I'm working independently through Wallace's "An Introduction to Algebraic Topology" and I'm unsure of a claim in one of the exercises. The question states
II.2.2. Let $M_n$ denote the set of square $n$-rowed matrices with real elements. If the elements are taken as coordinates in $n^2$-dimensional Euclidean space $M_n$ becomes a topological space. Prove that the set of matrices of rank greater than or equal to $r$ for any $r\le n$ is an open set in this space.
My understanding of the question is that the Euclidean space on $\mathbb R^{n^2}$ gives $M_n$ a topology in the sense that a set $U_A$ of $A\in M_n$ is a neighborhood of $A$ if there is a bijective $f:M_n\to \mathbb R^{n^2}$ such that the image $f(U_A)$ is a neighborhood of $f(A)$.
I have no problems with $M_n$ being a topological space because if $A,B\in M_n$ we can define $d(A,B)=\|A-B\|_F$ with $\|\cdot\|_F$ as the Frobenius norm and it's clear then that if $\forall\alpha,\beta\in\mathbb R^{n^2}$,$d(\alpha,\beta)$ is the Euclidean distance, then $d(A,B)=d(f(A),f(B))$. I suspect that he threw in the reference to $n^2$-Euclidean space to bypass the Frobenius norm.

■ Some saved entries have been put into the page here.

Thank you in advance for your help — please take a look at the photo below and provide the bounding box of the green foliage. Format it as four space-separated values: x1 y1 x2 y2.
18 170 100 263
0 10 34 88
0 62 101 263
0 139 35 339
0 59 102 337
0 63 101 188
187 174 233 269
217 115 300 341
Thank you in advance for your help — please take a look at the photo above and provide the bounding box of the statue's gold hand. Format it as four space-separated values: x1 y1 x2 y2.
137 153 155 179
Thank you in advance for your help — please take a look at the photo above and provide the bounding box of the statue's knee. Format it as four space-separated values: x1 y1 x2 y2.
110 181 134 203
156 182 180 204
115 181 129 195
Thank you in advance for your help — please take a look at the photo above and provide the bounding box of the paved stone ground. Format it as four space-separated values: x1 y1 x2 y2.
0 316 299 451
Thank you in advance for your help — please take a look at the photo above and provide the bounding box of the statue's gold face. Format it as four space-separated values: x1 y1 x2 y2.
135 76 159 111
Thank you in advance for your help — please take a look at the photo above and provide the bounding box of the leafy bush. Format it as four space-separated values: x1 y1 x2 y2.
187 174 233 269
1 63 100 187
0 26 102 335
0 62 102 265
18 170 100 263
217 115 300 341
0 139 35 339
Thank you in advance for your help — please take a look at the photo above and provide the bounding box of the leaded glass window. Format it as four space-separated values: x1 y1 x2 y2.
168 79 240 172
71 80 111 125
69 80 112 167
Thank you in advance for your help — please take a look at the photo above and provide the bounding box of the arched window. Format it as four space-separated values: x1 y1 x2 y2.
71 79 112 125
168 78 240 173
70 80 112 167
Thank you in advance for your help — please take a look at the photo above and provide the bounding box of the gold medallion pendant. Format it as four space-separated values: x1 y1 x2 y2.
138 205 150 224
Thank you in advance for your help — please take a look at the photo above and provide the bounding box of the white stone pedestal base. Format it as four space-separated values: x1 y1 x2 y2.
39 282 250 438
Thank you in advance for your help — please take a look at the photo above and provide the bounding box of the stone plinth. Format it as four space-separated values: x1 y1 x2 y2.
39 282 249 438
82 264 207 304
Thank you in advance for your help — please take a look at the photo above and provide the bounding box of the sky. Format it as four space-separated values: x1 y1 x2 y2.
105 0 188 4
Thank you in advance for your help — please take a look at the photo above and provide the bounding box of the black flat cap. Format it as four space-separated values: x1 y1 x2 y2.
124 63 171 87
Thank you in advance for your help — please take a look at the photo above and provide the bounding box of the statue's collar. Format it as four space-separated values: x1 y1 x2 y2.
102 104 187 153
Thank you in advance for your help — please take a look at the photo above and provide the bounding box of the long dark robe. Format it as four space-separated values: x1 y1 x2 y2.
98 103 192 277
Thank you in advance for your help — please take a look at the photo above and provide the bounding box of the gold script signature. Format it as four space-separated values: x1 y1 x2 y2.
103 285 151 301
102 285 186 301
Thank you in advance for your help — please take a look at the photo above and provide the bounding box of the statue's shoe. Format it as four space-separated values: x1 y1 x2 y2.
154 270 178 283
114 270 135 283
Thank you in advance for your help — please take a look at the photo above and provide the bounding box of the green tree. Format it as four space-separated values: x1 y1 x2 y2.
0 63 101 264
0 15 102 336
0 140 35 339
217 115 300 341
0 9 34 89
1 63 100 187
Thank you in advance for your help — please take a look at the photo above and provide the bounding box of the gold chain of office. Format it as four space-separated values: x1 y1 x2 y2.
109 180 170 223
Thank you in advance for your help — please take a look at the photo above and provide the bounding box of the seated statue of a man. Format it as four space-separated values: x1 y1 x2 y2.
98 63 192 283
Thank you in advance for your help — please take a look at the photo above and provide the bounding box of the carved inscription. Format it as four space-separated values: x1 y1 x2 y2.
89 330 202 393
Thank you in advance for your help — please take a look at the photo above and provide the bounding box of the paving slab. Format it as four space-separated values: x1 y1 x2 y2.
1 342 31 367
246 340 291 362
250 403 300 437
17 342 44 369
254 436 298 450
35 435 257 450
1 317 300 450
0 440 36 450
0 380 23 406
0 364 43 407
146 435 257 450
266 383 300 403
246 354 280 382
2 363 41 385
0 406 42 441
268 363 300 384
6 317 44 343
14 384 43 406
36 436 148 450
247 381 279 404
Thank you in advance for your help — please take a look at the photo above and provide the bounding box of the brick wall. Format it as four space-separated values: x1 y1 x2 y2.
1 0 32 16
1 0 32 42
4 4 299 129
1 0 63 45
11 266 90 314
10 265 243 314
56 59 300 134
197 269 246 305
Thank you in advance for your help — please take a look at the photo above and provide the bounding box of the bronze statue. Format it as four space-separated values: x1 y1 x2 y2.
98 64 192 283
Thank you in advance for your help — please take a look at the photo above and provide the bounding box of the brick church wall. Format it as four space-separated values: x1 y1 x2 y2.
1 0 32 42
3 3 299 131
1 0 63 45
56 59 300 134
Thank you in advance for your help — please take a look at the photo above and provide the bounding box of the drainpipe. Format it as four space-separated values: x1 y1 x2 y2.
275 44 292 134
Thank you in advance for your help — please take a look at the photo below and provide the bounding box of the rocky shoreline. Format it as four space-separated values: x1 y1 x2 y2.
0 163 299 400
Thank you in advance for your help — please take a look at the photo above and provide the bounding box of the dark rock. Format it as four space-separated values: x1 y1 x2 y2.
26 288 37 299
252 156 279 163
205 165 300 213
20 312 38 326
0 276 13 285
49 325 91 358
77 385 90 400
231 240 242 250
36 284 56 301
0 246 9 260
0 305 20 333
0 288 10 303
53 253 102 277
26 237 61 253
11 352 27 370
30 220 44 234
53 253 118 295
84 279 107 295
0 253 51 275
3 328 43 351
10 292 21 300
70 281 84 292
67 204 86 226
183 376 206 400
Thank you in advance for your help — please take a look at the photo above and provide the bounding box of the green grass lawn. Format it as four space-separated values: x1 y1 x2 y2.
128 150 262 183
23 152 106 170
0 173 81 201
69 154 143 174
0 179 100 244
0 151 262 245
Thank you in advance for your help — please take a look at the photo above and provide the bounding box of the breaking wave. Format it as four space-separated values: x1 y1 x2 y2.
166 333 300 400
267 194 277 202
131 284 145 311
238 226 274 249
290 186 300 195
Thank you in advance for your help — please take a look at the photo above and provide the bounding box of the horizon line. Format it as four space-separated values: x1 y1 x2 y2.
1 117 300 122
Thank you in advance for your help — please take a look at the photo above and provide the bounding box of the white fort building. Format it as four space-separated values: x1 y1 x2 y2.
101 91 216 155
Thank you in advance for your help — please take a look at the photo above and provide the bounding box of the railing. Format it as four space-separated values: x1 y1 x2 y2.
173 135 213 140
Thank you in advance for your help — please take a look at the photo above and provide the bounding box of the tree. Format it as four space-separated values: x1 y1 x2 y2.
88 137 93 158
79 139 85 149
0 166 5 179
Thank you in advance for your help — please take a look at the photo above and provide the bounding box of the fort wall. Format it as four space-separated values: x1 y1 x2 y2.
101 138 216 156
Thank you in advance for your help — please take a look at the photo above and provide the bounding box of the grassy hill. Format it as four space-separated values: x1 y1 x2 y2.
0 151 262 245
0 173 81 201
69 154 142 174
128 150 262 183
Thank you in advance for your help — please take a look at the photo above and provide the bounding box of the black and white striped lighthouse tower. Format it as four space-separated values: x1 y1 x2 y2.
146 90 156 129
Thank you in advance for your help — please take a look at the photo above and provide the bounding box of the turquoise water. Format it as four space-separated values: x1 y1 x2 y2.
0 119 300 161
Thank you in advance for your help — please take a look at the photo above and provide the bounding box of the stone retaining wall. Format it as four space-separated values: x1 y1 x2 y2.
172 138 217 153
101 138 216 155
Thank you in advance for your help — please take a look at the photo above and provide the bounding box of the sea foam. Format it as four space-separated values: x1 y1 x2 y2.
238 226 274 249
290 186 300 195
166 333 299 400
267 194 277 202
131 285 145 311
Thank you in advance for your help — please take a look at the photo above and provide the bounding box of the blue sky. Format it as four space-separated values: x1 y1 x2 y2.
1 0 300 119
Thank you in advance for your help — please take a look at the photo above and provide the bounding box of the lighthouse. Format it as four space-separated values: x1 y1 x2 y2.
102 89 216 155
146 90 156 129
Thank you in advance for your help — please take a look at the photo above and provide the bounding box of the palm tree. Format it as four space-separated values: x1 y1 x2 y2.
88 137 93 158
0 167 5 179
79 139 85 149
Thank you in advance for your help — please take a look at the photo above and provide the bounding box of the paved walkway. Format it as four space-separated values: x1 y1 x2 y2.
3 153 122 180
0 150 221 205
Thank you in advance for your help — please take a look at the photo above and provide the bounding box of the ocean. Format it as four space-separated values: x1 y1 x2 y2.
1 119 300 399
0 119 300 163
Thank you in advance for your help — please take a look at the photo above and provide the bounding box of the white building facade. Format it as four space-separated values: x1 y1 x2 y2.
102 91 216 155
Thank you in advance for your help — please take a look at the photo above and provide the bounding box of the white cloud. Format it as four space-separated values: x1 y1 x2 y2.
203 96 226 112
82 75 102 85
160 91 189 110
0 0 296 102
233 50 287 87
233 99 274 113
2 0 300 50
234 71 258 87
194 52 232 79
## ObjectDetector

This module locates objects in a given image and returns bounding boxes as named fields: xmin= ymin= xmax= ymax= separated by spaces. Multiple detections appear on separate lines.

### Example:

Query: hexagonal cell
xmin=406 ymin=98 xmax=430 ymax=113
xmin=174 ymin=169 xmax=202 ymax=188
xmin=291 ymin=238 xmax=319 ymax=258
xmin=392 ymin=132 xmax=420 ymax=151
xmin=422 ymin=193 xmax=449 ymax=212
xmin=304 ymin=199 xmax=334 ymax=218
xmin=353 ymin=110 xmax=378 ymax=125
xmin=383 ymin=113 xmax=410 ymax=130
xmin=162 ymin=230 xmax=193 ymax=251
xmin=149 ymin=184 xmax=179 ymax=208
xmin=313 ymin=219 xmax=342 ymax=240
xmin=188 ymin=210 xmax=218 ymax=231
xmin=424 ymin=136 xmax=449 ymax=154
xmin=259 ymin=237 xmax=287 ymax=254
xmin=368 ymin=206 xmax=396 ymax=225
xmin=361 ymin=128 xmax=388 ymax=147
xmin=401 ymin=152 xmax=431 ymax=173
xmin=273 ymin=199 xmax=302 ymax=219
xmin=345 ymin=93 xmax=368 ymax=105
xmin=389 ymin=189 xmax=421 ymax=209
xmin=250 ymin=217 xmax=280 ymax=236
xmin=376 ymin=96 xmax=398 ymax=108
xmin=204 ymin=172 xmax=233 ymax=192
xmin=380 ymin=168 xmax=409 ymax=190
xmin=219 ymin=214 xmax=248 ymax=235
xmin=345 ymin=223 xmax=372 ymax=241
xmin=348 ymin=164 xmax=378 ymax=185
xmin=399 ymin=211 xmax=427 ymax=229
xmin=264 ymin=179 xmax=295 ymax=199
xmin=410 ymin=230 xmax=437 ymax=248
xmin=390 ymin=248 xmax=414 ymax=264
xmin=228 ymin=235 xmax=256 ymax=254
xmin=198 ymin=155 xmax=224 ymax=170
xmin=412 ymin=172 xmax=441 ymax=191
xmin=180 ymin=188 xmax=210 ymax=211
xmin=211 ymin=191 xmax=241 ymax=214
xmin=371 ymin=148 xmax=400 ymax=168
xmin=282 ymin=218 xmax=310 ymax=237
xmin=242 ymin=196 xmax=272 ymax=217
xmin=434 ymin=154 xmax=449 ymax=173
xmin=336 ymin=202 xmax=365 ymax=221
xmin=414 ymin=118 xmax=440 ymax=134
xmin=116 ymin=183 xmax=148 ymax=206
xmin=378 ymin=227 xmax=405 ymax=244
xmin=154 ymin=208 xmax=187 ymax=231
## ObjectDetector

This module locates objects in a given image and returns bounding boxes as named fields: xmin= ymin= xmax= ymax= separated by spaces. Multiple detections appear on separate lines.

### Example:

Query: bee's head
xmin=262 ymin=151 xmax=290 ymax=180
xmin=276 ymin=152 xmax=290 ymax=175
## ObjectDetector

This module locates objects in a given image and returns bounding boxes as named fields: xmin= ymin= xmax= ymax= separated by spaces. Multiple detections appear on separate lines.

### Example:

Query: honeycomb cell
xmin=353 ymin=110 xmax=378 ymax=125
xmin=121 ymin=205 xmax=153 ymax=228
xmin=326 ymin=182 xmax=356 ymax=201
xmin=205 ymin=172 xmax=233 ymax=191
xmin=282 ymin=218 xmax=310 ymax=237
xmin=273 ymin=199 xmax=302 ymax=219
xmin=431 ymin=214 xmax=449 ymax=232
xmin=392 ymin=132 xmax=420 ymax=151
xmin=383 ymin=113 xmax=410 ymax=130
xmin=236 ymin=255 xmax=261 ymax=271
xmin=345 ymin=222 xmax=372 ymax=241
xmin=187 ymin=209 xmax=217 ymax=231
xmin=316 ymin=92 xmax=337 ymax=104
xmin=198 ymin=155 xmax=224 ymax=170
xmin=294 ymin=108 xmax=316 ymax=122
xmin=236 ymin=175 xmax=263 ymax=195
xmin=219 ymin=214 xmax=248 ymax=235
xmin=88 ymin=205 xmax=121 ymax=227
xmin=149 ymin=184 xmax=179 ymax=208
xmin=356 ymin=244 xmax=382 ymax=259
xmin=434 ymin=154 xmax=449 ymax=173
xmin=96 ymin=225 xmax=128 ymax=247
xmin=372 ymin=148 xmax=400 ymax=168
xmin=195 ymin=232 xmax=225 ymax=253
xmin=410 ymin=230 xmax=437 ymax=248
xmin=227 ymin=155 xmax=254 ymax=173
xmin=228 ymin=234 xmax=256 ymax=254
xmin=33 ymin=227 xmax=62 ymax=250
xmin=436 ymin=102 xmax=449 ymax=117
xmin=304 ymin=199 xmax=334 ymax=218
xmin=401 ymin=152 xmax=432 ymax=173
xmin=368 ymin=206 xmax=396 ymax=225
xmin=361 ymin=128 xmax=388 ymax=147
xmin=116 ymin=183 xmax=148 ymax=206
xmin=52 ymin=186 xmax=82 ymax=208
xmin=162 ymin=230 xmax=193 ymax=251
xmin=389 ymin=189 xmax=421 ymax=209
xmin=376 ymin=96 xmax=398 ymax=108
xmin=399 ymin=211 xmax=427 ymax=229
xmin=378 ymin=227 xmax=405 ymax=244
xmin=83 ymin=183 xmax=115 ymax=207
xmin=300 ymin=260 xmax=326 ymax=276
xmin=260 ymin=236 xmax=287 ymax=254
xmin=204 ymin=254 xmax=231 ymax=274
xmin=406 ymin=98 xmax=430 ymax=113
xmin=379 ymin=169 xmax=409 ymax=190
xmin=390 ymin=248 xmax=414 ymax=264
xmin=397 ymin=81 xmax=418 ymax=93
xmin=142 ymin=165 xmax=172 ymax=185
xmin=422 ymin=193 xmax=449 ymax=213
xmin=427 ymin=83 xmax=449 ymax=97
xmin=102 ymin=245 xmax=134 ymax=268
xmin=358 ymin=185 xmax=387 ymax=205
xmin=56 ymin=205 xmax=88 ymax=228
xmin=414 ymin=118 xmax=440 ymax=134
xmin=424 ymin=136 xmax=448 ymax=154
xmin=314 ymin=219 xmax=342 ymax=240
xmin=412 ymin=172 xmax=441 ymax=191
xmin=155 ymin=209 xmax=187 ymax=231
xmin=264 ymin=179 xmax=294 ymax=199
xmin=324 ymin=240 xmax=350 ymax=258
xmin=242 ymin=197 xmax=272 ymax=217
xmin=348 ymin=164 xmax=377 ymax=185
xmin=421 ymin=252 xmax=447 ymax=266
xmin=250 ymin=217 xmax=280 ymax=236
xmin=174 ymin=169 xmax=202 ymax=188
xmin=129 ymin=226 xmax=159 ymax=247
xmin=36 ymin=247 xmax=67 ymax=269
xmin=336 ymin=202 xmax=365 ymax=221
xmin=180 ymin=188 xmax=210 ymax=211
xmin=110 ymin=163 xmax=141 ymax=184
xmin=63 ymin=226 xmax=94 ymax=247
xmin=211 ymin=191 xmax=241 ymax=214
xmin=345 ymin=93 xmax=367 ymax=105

Anyway, I've come up with the following counterexample to the claim that the set of matrices of rank greater to or equal to $r$ for any $r\le n$ is an open set in the space:
We can define $f:M_4\to\mathbb R^{16}$ with $$f(A)=(a_1,a_2,a_3,a_4,a_5,a_6,a_7,a_8,a_9,a_{10},a_{11},a_{12},a_{13},a_{14},a_{15},a_{16})$$ if $A\in M_4$ with $$A=\begin{bmatrix}a_1&a_2&a_3&a_4\\a_5&a_6&a_7&a_8\\a_9&a_{10}&a_{11}&a_{12}\\a_{13}&a_{14}&a_{15}&a_{16}\end{bmatrix}.$$ Let $\epsilon \gt 0$, $a\in\mathbb R$, and $b\lt a+\frac{\epsilon}{2}$. Then, define $A,B\in M_4$ by $$A= \begin{bmatrix}0&0&0&0\\ 0&0&0&0\\ a&b&a&b\\ b&a&b&a\end{bmatrix} \text{ and } B=\begin{bmatrix}0&0&0&0\\ 0&0&0&0\\ a&b&a&b\\ a&b&a&b\end{bmatrix}$$
Then, \begin{align}d(f(A),f(B))&=\sqrt{4(b-a)^2}\\&=2(b-a)\\&\lt2(a+\frac{\epsilon}{2}-a)\\&=\epsilon\end{align} So, rank $A=2$ and rank $B=1$. Define $O=\{ M\in M_4: \text{rank } M\ge 2\}$. Clearly, $A\in O$, but $B\notin O$. However, $f(B)$ is in every $\epsilon$-neighborhood of $f(A)$. So, $B$ must be in every neighborhood of $A$, so $O$ is not a neighborhood of $M_4$. Since $O$ is not a neighborhood of $M_4$, it cannot contain any neighborhoods of $A$, so $O$ cannot be open.
I was unable to locate any errata for this book, so there may have been a typo, but it's more likely that my understanding of the question is incorrect. So, assuming that the exercise's assertion is correct, where is the flaw in my counterexample?
But your $A,B$ are really moving targets, because $b$ depends on $\epsilon$ and hence so do the corresponding matrices. Really, they should be denoted $A_\epsilon, B_\epsilon.$ So you've shown $d(f(A_\epsilon), f(B_\epsilon)) < \epsilon,$ but that's no contradiction.